Mr. Reynolds’ court filing also echoed the multistate lawsuit led by Texas Attorney General Ken Paxton that accused Google of violating federal and state antitrust and consumer protection laws.
It’s all part of a groundswell of opposition to Silicon Valley tech giants that control a vast swath of the marketplace. More than 1 in every 3 dollars spent on web ads is on Google or Facebook.
Christopher Sagers, a law professor at Cleveland State University, said Mr.
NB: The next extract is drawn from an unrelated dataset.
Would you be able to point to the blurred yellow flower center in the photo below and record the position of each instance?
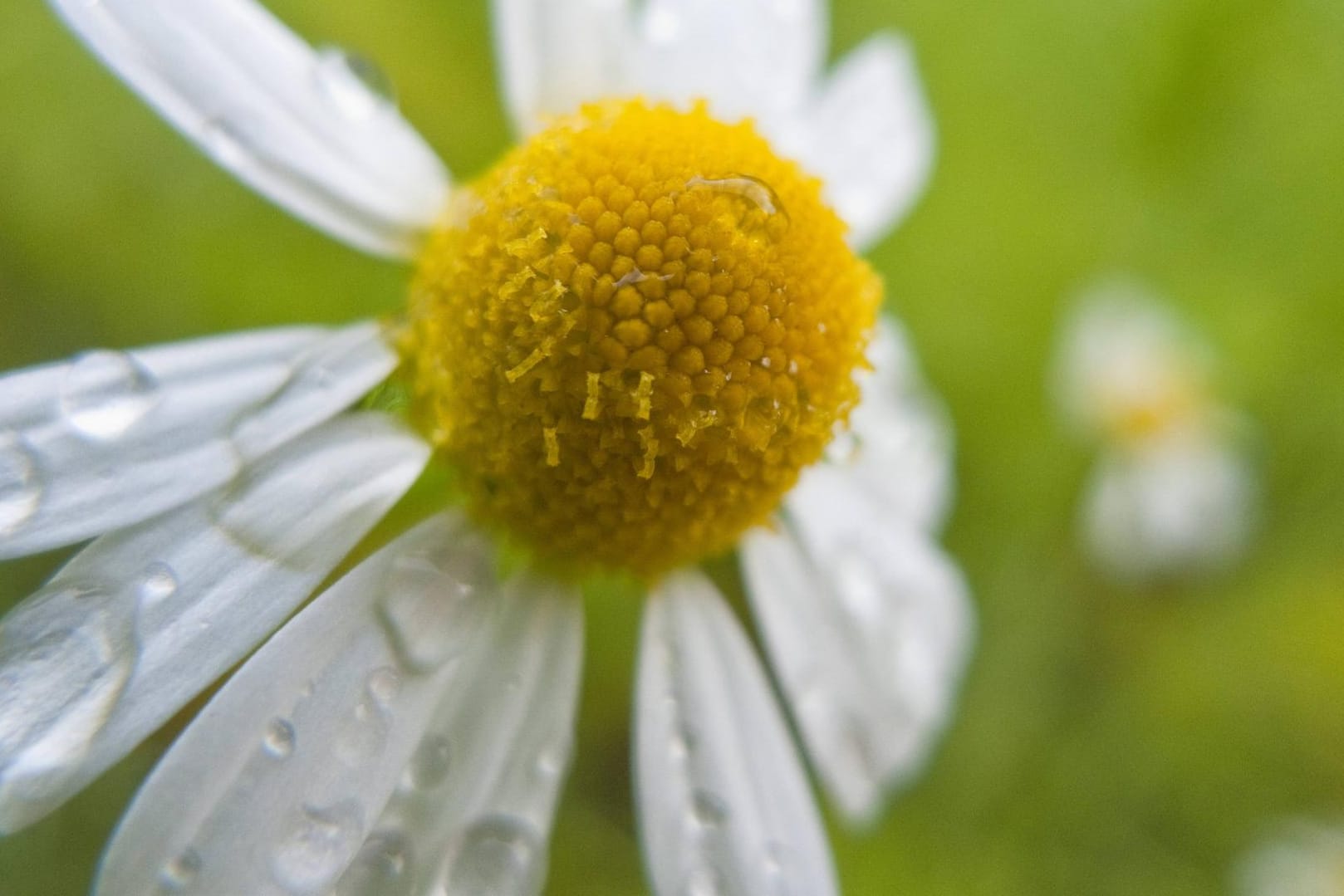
(633, 332)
Reynolds’ lawsuit faces an uphill battle but isn’t frivolous.
“I don’t think it’s a ‘Hail Mary,’ and it’s not legally dubious,” he said, “but for better or for worse, it’s simply very difficult to win antitrust lawsuits.”
Big Tech defenders say newspapers are corporate dinosaurs that file lawsuits out of mere bitterness.
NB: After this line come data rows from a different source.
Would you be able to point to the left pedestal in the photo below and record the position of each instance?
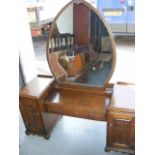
(36, 122)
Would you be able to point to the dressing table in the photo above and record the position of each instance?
(81, 56)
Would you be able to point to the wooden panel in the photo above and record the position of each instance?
(81, 23)
(120, 130)
(123, 98)
(77, 105)
(32, 118)
(36, 87)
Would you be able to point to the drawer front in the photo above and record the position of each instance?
(121, 130)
Mr. Chavern said that outlook comes from a false view that the lawsuits are about “who has the better-targeted advertising.”
Google’s and Facebook’s ownership of both the buying and the selling of advertising give them extraordinary power over ad costs, prices and placement, Mr. Chavern said.
“Google, in particular, seems to own all sides of the market,” he said.
HD Media and others following its antitrust lead will have to prove in court more than lost advertising revenue, which could be chalked up to competition.
“The private company can’t simply say, ‘I’m being harmed,’” said Shubha Ghosh, a law professor at Syracuse University. “You have to show harm to competition.”
Still, Mr. Ghosh envisioned some kind of class action litigation against Google and Facebook by various news media organizations that claim similar harm.
Facebook did not respond to a request for comment from The Washington Times.
A Google spokesperson pointed to a company blog post regarding the Texas lawsuit that calls the claims “misleading.”
It said Google’s involvement in the ad auctions through its Facebook Audience Network is not a secret.
“In fact, it was well-publicized and FAN is one of over 25 partners participating in our Open Bidding,” according to the Google blog post.
The company said it “absolutely” does not manipulate auctions or bidding in ways that favor it or Facebook, nor are its options the only ones available in the marketplace.
Although HD Media has trumpeted its lawsuit as the first of its kind by a news media company, it is more accurate to say it is the first from a newspaper chain, Mr. Sagers said.
He cited Genius Media Group v. Google, which was filed in December by news magazines such as The Nation and The Progressive. Another case was Sweepstakes Today v. Google.
Those lawsuits do not involve news media exclusively and incorporate complaints about music publishing and other web outfits.
Legal scholars highlighted the distinction between manipulation and monopolization. Because they must prove manipulation, the private plaintiffs could face an uphill battle.
There is still a clear symbiotic relationship between the public and private actions, said John Lopatka of Penn State University law school.
“If the plight of newspapers is a function of technological innovation, then newspapers have no antitrust remedy, however regrettable the damage to newspapers may be,” Mr. Lopatka said. “If newspapers have been injured because of unlawful monopolization by tech platforms, then they have antitrust recourse. But distinguishing between expected network effects in a rapidly evolving digital world and anticompetitive effects is immensely challenging.”